A Month Without

At the cusp of a new year, four men share their month-long journey toward upgraded lives
Thirty days. That’s how long researchers say it takes to change a habit. At the cusp of a new year, four men share their month-long journey toward upgraded lives. Follow along as they deliberate over what to do without for a month, learn how their experiments changed their lives (or didn’t), cheer their progress, and discover the insight they acquired along the way
This project began a few years back when Family First ran an article featuring five women who committed to giving something up for a month. With courage and enthusiasm, they tracked the progression of their commitment, describing how it helped them gain an outside perspective on the vicissitudes of life, to value the everyday things we take for granted, to get that rare glimpse at the ordinary and find the blessings within.
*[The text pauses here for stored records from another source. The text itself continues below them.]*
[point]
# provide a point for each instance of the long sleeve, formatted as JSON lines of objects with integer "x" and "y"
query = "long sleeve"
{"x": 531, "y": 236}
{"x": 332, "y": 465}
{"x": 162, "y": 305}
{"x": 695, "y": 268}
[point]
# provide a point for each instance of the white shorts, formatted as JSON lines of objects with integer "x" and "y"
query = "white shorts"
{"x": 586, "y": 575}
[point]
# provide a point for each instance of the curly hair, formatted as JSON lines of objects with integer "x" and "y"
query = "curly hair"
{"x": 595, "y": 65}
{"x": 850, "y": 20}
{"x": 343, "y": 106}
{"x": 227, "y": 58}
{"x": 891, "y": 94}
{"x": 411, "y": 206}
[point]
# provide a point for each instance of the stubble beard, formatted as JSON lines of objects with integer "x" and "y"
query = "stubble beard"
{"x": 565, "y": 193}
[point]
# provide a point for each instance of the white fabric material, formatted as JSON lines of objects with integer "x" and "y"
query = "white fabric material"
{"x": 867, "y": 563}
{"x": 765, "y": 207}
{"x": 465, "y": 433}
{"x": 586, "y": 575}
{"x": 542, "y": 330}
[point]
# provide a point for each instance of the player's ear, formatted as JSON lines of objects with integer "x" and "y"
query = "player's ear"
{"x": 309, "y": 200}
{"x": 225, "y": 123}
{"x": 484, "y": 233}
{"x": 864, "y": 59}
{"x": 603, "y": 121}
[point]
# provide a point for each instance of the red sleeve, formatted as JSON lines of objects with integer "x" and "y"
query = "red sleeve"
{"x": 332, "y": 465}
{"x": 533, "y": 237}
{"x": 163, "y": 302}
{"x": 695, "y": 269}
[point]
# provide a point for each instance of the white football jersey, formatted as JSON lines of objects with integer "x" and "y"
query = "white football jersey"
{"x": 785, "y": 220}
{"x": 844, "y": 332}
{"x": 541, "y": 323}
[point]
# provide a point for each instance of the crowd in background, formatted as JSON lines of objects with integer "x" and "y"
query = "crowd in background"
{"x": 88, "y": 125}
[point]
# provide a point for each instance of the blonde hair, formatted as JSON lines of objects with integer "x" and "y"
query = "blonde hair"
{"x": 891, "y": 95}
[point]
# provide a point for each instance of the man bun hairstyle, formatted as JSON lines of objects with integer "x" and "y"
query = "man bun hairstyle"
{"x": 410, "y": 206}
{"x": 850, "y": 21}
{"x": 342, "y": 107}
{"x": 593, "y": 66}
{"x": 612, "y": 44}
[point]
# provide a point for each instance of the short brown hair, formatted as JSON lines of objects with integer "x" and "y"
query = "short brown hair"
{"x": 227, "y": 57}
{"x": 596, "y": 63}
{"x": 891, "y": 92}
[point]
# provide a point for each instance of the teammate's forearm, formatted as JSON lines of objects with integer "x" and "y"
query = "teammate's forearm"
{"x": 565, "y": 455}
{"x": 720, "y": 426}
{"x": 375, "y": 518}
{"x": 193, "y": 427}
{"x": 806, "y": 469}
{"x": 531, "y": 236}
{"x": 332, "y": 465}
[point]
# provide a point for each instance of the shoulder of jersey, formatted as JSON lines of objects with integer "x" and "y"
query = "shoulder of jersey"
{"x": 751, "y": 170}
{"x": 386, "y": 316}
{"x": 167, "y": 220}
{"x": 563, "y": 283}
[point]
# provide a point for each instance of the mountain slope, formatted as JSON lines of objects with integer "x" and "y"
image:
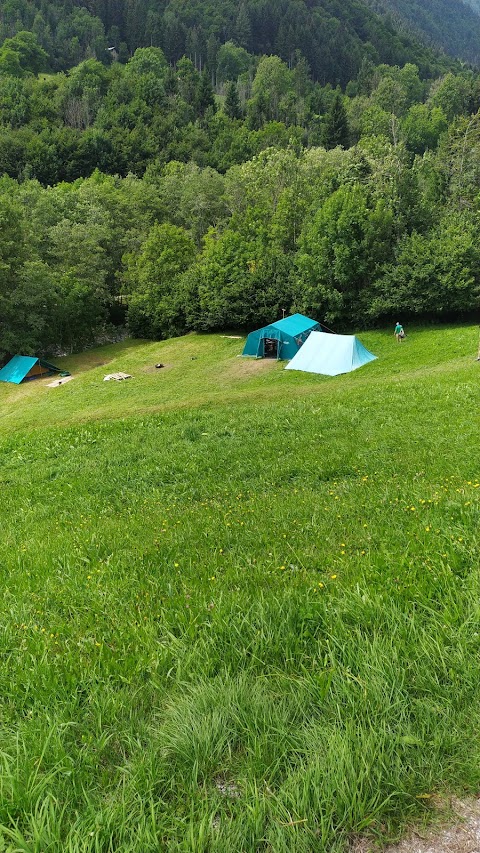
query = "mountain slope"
{"x": 453, "y": 25}
{"x": 334, "y": 35}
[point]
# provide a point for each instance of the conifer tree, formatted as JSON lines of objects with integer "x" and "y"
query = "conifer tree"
{"x": 205, "y": 95}
{"x": 233, "y": 107}
{"x": 335, "y": 126}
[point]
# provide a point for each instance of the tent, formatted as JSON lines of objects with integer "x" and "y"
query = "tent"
{"x": 330, "y": 355}
{"x": 24, "y": 367}
{"x": 282, "y": 339}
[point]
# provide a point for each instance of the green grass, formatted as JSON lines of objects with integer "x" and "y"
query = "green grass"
{"x": 240, "y": 605}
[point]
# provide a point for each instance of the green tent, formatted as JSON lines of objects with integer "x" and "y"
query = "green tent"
{"x": 280, "y": 340}
{"x": 23, "y": 367}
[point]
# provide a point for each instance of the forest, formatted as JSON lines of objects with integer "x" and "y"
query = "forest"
{"x": 155, "y": 197}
“If it worked for the women,” said some at Mishpacha headquarters, “why not try it on the men?”
Ha. Men and commitment. That works about as well as ice hockey in the Sahara Desert. Nonetheless, I started making phone calls, asking various men, in the sweetest voice I could muster, if they would be willing to take on a monthlong commitment. Here are some of the responses:
“No.”
“No, of course not.”
“Commitment? That’s a little weird, man.”
“No, but once you’re on the phone, listen up. Three off-market multi-families in Kearney, Nebraska. I’m going cash, will finance later. Need another fifty. You in?”
“Commitment? Isn’t that a girl thing?” (This guy called back later. He had some shalom bayis issues he wanted to discuss.)
Anyway, I searched and searched, feeling much like the assistants of Mayor Fiorello LaGuardia combing New York City for the Jewish kid who got the nickel on the trolley car. Finally, after begging, pleading, coercing, and actually writing out a $50,000 check for that wacky investment (it bounced), here’s what I got.
The Refresher
At a Glance
I don’t want to disclose my identity, so I won’t tell you exactly what my business slogan is. But it’s something to the effect of, “We put our clients first.” The problem is, it isn’t entirely true. My clients, at best, come third. First comes The Yeshiva World. Next comes Matzav. Not necessarily in that order. It all depends on whether my finger lands on the “M” or the “T” of the keyboard first. Then, after all that, comes the client. But just for a minute. Both other tabs remain open, and I’m constantly ducking back in. If nothing new appeared in the last 20 seconds, I’m convinced that all I need to do is refresh, and the life-altering newsflash will appear. As for my client, yeah, he’s still there.
My Goal
I guess the end goal here is to become a more efficient worker and more functional human being. Tall order. There’s nothing wrong with being a news junkie, but, seriously, do I really think the US will wipe North Korea off the map and I’ll miss it because I failed to refresh Yeshiva World at the right second? So here’s what I hope to do: Check Yeshiva World/Matzav once in the morning, when I get to work, and that’s it. No more until I leave work. I think that’s normal. I wouldn’t mind trying it. Just for a month.
Week 1
Don’t laugh, it was really hard. Like, I’m allowed to check in the morning, right? That morning check used to be just a quick peruse, make sure the world hadn’t blown up yet, then check out until next time (20 seconds later). Now, I could barely let go, knowing that this would be a real goodbye. Multiple times throughout the day I felt my finger automatically heading for the “T” or the “M” and it took a minute to realize what I was doing. I’d love to say that my work productivity picked up; after all, I was finally putting my clients first, as per my slogan. But instead, my mind kept inventing its own newsflashes, and by the time the workday was over, I really was convinced that the US had wiped North Korea off the map.
Week 2
This was the weirdest week. I was basically done with the commitment, ready to go back to the good old days. I had too much pride to admit defeat outright, so I put on my lamdan hat and started coming up with all kinds of shtiklach Torah. Like, when I said I wouldn’t check Yeshiva World, I meant on my computer; I never said anything about my phone. Also, I said I won’t check until I leave work. But what does “leave work” mean? Lichoirah, if I leave my office for lunch break, that’s called “leaving work,” no? And once we’ve established that, why wait for lunch? I could just decide to walk out of my office for a minute — that’s also “leaving work,” maskim? It sounds funny, but these thoughts really went through my mind and, I’m ashamed to say, I sometimes went along with them. I think I should quit work and become a posek.
I’ve discovered I’m great at finding heterim.